Gedanke
Der Wunsch nach Partizipation eines einzelnen Menschen sollte zu denken geben. Partizipation fordert von allen Menschen das Gleiche. Es geht dabei um die Gleichwertigkeit.
Es ist eine gewisse Bereitschaft für den Menschen förderlich. Es besteht keine Gelegenheit zur Partizipation, wenn man sich zuvor erst einmal an äußere Gegebenheiten anpassen muss. Dann muss man von Assimilation sprechen. Mit Partizipation würde sie nichts zu tun haben.
Da habe ich an meinen Dingen festgehalten. Sie machen mich aus.
Das Spektrum meines Wirkens sollte beständig sein.
Ich bin von mir aus schon ein Mensch. Das bin ich selbst. Auch die Gegebenheiten in der Welt sind von sich aus so, wie sie sind. Da sollte es gut sein, sich an den eigenen Blickwinkel zu halten und die eigene Perspektive zu bewahren. So führe ich mein Leben in Einklang damit, was mir zu eigen ist.
Alles sollte für etwas Gutes geeignet sein.
Da leite ich von meiner Vision ab, was ich brauche und wie ich es erreichen möchte. Das kann ich erkennen.

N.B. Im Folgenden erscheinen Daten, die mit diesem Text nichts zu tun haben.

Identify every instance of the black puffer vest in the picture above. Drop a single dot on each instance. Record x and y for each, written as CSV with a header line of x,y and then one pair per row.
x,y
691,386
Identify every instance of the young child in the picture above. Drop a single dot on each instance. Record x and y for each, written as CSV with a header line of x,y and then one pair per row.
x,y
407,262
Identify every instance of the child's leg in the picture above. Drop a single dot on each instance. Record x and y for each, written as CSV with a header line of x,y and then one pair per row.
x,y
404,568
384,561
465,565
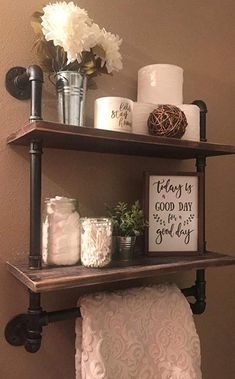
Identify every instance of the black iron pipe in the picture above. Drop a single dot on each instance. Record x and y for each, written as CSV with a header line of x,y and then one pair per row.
x,y
33,336
65,314
35,77
35,205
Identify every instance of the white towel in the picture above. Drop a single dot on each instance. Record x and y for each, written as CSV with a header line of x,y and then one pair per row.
x,y
139,333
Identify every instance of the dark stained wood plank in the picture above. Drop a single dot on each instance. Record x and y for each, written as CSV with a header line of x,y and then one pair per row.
x,y
51,279
71,137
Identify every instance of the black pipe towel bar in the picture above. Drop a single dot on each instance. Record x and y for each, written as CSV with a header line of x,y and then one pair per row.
x,y
25,329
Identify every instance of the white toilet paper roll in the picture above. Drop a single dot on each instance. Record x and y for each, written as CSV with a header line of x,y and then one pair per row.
x,y
141,113
160,84
113,113
192,113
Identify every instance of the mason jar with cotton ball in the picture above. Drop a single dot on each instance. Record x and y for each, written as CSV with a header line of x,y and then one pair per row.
x,y
61,232
96,242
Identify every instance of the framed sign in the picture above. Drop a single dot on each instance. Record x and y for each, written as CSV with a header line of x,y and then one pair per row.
x,y
172,210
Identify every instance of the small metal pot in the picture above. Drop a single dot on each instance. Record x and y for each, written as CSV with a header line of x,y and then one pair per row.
x,y
125,247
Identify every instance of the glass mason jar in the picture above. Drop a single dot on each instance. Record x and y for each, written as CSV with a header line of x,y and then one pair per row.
x,y
96,241
61,232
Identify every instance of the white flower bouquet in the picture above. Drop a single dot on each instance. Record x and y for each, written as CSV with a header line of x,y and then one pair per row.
x,y
67,39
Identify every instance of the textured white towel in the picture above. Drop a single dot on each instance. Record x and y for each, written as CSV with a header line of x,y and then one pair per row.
x,y
139,333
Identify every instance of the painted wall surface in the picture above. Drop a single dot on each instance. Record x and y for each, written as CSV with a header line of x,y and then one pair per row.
x,y
197,35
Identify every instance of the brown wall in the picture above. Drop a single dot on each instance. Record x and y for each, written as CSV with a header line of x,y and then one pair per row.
x,y
197,35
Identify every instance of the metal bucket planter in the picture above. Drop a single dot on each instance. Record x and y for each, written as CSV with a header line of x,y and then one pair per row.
x,y
125,247
71,92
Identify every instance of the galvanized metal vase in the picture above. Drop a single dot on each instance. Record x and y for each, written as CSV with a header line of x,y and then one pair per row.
x,y
71,89
125,247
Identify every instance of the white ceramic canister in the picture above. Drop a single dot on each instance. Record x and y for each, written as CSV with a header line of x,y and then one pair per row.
x,y
114,113
160,84
61,232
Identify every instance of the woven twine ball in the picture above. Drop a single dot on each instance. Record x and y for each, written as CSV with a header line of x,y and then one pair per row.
x,y
167,121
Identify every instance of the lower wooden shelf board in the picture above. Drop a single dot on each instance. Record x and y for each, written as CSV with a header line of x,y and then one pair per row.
x,y
51,279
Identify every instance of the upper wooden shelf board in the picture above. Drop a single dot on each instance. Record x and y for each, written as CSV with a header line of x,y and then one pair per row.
x,y
71,137
51,279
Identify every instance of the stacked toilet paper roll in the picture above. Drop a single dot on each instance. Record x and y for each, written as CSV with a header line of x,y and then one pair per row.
x,y
141,113
192,113
160,84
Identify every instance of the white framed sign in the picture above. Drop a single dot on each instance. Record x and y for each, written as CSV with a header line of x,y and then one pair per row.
x,y
172,210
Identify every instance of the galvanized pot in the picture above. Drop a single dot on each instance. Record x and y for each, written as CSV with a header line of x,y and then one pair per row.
x,y
71,92
125,247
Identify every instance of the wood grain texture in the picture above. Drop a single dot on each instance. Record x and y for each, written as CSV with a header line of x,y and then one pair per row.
x,y
71,137
50,279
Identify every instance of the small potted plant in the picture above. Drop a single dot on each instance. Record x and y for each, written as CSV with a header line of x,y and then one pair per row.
x,y
128,223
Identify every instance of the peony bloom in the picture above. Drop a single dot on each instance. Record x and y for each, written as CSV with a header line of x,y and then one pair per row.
x,y
68,26
110,44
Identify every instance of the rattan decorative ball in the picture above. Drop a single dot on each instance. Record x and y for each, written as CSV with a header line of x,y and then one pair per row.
x,y
167,121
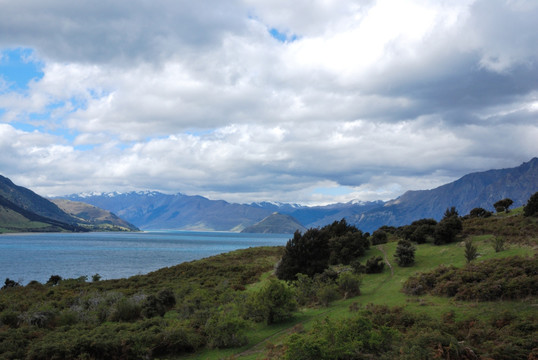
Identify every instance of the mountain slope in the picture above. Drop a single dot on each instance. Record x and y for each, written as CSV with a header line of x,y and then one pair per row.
x,y
30,201
154,210
481,189
276,224
94,217
13,218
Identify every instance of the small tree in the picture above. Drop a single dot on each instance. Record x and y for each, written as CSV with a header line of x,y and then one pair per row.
x,y
349,284
531,208
479,213
405,253
470,251
54,280
273,303
374,265
503,205
379,237
498,243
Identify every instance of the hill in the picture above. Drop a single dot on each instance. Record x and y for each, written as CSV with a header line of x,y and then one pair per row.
x,y
480,189
231,306
276,224
13,218
93,217
154,210
28,200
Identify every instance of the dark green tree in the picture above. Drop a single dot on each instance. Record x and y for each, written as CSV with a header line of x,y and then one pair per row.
x,y
448,228
54,280
531,208
479,213
311,253
274,303
307,254
503,205
374,265
470,251
405,253
379,237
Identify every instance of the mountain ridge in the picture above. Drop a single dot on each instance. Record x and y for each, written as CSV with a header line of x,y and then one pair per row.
x,y
154,210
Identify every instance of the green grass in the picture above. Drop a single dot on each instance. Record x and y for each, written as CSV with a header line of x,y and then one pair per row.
x,y
385,289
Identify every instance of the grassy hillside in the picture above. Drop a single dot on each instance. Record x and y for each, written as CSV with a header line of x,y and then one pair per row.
x,y
216,308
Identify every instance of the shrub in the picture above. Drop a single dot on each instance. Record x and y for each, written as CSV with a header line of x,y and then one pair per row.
x,y
447,230
479,213
531,208
470,251
349,284
503,205
226,329
405,253
379,237
498,243
273,303
374,265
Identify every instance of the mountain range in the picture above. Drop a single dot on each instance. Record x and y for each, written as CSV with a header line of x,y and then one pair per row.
x,y
22,210
155,210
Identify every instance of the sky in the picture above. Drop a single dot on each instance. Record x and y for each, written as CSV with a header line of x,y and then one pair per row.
x,y
310,102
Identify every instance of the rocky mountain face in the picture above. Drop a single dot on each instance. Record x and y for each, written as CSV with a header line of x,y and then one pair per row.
x,y
154,210
480,189
94,217
22,210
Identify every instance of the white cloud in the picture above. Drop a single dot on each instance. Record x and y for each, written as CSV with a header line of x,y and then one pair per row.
x,y
374,97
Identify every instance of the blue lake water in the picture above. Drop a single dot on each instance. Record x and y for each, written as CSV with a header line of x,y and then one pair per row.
x,y
27,257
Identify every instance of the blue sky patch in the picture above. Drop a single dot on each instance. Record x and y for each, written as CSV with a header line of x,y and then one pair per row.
x,y
18,67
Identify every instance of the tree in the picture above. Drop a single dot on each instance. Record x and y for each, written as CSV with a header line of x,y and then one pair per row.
x,y
374,265
273,303
470,251
379,237
10,283
448,228
405,253
307,254
54,280
503,205
531,208
479,213
312,252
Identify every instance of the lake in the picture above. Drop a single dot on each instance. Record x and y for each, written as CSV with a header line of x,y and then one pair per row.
x,y
27,257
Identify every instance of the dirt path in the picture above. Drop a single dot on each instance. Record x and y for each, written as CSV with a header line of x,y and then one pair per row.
x,y
380,248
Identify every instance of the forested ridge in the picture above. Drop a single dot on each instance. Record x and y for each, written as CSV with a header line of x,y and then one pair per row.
x,y
463,287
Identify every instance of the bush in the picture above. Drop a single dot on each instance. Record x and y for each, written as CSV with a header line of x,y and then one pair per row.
x,y
273,303
226,329
312,252
374,265
531,208
447,230
503,205
349,284
479,213
379,237
405,253
498,243
470,251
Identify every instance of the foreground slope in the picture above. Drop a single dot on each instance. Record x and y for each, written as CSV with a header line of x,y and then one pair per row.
x,y
200,310
481,189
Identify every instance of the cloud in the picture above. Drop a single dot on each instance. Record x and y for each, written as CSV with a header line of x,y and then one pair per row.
x,y
371,98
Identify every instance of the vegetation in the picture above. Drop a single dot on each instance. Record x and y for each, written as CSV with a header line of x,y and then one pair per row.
x,y
312,252
503,205
339,298
531,209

Ich habe alle Dinge auf gleiche Weise gewichtet. Aus diesem Grund glaube ich, dass ich sie richtig auffasse.
Näher stehende Dinge bedeuten mir mehr. Entfernt stehende Dinge bedeuten mir weniger. Ich würde gerade nicht alles als linear annehmen wollen. Es wird falsch sein, von einer Linearität auszugehen, die generell allen Dingen eingeschrieben wäre.
Es kommen alle Dinge in einer eigenen Weise vor. Ihre Größenordnungen sind untereinander über Potenzen verbunden. Das sollen mathematische Darstellungen der Verhältnisse sein, die der Natur eingeschrieben sind.

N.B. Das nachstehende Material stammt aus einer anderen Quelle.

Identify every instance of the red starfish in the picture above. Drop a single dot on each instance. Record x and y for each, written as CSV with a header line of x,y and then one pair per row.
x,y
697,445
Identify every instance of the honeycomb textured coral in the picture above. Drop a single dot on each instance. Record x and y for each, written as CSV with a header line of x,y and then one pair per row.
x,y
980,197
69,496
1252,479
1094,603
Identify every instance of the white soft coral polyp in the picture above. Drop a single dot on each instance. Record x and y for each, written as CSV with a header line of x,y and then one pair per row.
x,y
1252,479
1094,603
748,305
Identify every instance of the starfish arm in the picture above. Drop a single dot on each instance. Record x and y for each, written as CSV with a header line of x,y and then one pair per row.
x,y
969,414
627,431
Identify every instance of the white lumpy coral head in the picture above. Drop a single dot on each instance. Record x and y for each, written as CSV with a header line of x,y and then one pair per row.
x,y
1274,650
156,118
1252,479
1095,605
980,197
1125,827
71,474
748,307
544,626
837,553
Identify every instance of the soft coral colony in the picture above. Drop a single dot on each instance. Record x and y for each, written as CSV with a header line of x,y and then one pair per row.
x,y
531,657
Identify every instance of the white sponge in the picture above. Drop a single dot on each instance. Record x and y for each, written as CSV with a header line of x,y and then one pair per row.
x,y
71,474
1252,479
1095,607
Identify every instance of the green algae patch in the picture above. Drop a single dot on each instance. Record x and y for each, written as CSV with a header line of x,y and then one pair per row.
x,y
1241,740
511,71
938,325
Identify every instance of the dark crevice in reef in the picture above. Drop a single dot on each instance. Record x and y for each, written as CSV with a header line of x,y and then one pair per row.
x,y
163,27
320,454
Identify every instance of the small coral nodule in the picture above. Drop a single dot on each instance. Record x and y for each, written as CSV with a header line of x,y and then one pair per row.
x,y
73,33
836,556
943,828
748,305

Etwas kann also einfach oder mehrfach in eine Betrachtung eingehen.
Gedanke
Ich bin zu jeder Zeit bereit dazu, wieder von vorne anzufangen. Aber ich verteidige auch mein Recht. Was gut gelungen ist, das sollte man beibehalten.
Dokumentation
Eine Ordnung hat Bestand oder es ist keine gewesen. Alles bildet seine Einheiten. Da erkenne ich an, was mir zu eigen ist.
Das Bedenken habe ich gerne. Ich bin gerne in Gedanken. Dabei verschaffe ich mir Klarheit. Ich spiele Tetris. Beim Umgang mit meinen Erfahrungen erkenne ich meine Ideenwelt so an, wie sie ist. Am Ende ist alles schlüssig und geklärt. Jetzt setzt der Effekt aus dem Spiel Tetris ein und die abgeschlossenen Gedanken werden wieder unbewusst. Sie wandeln sich nicht, aber sie entschwinden aus meinem inneren Sichtfeld, dem Arbeitsbereich der bewussten Überlegungen.
Impuls
Wahres ergänzt sich zur Wahrheit, weil sie stets danach strebt, sich zu behaupten. Sie hat sich nicht gewandelt, sondern sie konzentriert sich. Man kann sie erschauen und von ihr etwas ableiten. Sie ist eine Größe ohne Ordnung, weil sie die Ursache der Ordnung sein wird. Das Gefüge ist ihr Wesen.
Alles fügt sich bei mir zu einem Ganzen. Das wird bestenfalls so sein.
Da kann ich seine Sphäre ausmachen.
Ich kann etwas in Händen halten oder an mir tragen. Auch kann ich eine der inneren Sphären damit vereinigen, was ich von dieser Sache wahrgenommen habe.
So konzentriere ich mich und entwickle die Eigenschaften der externen Sphäre auch in meinem inneren Bereich. Ein Übertrag findet statt. Es ist ein Übertrag reinster Information.
Man kann informatisch sagen, dass ich die Eigenschaften der betreffenden Sache auf mich übertrage. Genau genommen übertrage ich die Eigenschaften der äußeren Sphäre, die ich in Händen halte, auf die innere Sphäre, die ich an mir trage.
Dann spreche ich die Wahrheit aus, wie man sie kennt.
actio equals reactio
Gedanke
Das Anerkennen der tatsächlichen Gegebenheiten zeugt von einem guten Verstand des Menschen.
Dokumentation
Noch der schönste Tempel bleibt eine schnöde Vision, da man in Tempeln nur etwas verehrt, was eines Tempels bedarf.
Impuls
Das Gedächtnis ist der Nachdruck der Gedanken.
Impuls
Kein Mensch sucht sich aus, an was er denkt.